Some of these proven solutions include:
- Prevention and diversion: Programs that identify people at high risk of homelessness and provide supports that can help them to avoid it can help reduce the number of people entering homelessness.
- Coordinated entry systems: Standardized and coordinated systems of care over a given geographic area can help ensure that homelessness services are provided equitably, efficiently, and effectively.
- Street outreach: Street outreach programs can help to identify and help those who feel unsafe in, or are otherwise unable to come into traditional shelters.
- Rapid re-housing: Providing families and some individuals experiencing homelessness with steeply declining subsidies for market-rate rental housing can help resolve an immediate financial crisis.
- Anti-poverty supports: Programs that provide services, supports, and benefits help struggling households lead stable, productive, fulfilling, and dignified lives.

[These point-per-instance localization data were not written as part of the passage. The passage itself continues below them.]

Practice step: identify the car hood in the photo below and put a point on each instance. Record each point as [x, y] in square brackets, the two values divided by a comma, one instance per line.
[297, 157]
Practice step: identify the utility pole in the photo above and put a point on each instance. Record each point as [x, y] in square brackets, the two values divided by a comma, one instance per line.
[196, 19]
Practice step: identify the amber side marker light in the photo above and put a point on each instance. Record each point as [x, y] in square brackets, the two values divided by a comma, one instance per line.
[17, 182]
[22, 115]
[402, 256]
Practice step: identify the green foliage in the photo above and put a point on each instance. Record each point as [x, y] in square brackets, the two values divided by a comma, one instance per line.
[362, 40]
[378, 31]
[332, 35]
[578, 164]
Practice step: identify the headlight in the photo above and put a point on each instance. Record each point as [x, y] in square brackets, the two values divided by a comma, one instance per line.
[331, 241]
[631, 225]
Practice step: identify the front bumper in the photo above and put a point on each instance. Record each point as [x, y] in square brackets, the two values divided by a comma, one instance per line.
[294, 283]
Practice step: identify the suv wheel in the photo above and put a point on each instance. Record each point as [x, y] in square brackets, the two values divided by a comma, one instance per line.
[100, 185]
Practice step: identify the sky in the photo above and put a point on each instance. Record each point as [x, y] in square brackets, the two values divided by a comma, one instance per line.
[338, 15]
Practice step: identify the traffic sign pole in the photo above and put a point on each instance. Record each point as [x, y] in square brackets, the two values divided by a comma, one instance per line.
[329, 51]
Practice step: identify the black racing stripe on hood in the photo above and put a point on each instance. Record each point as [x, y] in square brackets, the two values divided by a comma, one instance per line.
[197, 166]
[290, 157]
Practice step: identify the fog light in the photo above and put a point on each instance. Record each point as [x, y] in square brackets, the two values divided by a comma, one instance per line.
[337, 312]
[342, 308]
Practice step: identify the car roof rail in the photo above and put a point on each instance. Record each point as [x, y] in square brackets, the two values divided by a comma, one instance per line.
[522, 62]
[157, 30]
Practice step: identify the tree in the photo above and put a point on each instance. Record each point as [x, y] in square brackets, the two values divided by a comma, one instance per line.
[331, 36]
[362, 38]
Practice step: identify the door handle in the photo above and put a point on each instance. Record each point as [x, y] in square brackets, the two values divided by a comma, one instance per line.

- Low-barrier shelters: Shelters without restrictive entry requirements help create spaces in which people can feel safe and connect with resources.
- Supportive housing: Supportive Housing combines affordable, community-based housing with access to voluntary wrap-around supportive services to help ensure safety and stability for extremely low-income households who face complex barriers and have long lengths of homelessness.
By expanding and implementing these tried-and-true solutions and program models, the Transformational Homelessness Response Grant Program (THRGP) seeks to create a future in which homelessness is uncommon, fleeting when it does occur, and Coloradans experiencing homelessness are supported.
About the Transformational Homelessness Response Grant Program
The Economic Recovery and Relief Task Force, the Affordable Housing Transformational Task Force, Governor Polis' priority of keeping Coloradans housed, and the State of Colorado's Playbook on Making Homelessness History in Colorado served as the foundation for the Transformational Homeless Response Grant Program (THRGP).
In addition, the Division of Housing (DOH) launched a statewide public engagement process alongside Housing Colorado and the Colorado Housing and Finance Authority (CHFA) during the summer of 2022. These engagement sessions, as well as numerous other meetings with stakeholders around the state, provided ideas and feedback regarding the rollout and parameters of the new funding.
The next round of the Transformational Homelessness Response (THR) Grant Program will be awarded in mid-June.